The question for the Interior Department was whether the two countries are managing their elephant herds sustainably. Krishna Roy, a consultant on environmental policy and a former official at the Fish and Wildlife Service, said she assumed at first the rule change was a political sop to hunters, but her former colleagues told her the science behind it is sound. Conservation groups mostly disagree. A coup in Zimbabwe recently ended the 30-year-long presidency of Robert Mugabe, and no one knows how the new government will treat its elephants. Many experts are skeptical of the claim that trophy hunting actually benefits elephants by generating revenue for conservation. “It’s good for the animals?” says Jeff Flocken, North American regional director of the International Fund for Animal Welfare. “It’s not good for the ones that are killed. We’re allowing rich Americans to hunt for sport at the same time we’re telling African people not to kill elephants for their ivory.” He adds that trophy hunting, like poaching, exerts a reverse Darwinian effect, by removing the fittest specimens — the ones with the biggest tusks — from the gene pool. Where poachers are at work, more and more elephants are being born without tusks altogether. Tuskless elephants are less likely to be shot, but they are bad for the species’ long-term survival.
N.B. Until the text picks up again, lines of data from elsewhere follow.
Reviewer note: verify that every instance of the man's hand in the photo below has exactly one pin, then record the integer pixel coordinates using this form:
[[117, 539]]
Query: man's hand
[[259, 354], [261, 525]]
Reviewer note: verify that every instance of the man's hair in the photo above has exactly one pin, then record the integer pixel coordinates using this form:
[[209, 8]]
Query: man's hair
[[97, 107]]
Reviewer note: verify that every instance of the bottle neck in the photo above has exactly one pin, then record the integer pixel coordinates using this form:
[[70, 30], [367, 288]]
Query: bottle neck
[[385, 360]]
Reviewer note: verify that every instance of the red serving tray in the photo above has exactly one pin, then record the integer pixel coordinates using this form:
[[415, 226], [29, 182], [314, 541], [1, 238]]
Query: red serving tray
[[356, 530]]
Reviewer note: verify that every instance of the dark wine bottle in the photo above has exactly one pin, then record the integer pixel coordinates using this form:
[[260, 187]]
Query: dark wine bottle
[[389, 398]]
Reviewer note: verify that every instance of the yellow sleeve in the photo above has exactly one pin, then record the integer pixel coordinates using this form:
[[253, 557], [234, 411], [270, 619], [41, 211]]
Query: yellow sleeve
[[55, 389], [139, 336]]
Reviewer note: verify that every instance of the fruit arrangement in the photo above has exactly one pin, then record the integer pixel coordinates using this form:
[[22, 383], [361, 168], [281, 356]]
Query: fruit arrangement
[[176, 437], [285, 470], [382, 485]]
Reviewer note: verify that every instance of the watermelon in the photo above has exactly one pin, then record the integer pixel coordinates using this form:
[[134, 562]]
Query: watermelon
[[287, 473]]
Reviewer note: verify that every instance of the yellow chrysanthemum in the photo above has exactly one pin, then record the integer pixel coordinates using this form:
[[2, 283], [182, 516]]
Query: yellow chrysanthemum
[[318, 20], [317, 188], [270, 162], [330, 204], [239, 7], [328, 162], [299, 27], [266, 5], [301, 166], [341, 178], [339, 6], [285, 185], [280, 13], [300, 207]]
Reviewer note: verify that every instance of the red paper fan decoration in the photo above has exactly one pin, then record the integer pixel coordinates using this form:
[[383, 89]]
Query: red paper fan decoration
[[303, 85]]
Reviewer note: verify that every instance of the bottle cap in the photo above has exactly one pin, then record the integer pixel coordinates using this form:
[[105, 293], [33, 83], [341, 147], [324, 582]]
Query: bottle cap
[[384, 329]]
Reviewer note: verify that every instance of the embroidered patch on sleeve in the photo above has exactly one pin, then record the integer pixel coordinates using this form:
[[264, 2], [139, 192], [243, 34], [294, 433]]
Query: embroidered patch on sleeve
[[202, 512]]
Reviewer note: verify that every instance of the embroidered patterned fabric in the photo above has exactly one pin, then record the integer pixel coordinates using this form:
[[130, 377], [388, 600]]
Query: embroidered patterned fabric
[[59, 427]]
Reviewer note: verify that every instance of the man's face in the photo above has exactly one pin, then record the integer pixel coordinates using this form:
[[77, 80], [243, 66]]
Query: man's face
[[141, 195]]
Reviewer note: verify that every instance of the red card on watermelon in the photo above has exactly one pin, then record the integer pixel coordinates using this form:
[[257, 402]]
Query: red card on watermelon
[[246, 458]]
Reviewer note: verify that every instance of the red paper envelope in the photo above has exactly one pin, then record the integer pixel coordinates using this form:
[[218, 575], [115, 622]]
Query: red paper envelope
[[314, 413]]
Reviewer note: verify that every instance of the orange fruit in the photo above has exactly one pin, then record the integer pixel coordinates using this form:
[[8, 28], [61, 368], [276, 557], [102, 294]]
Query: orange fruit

Scientists point out that, like every other part of an elephant, tusks evolved for a purpose.
Of course, Trump likes to boast of his disdain for “so-called scientists.” On hard decisions, his credo is to “go with your gut.” But unlike some other problems he faces, such as North Korean aggression, that’s a perfectly valid way to approach this one. In deciding whether to take a moral stand against killing a highly intelligent, social animal known to mourn its dead, you should consult your conscience, not a zoologist. Elephants are among a handful of species, humans among them, that exhibit self-awareness by recognizing themselves in a mirror. To kill one for pleasure is a profoundly immoral use of humanity’s technological prowess. To decorate one’s home with bits of its carcass is an unspeakable crime against esthetics. I never thought I’d say this, but on this one, Mr. President, go with your gut.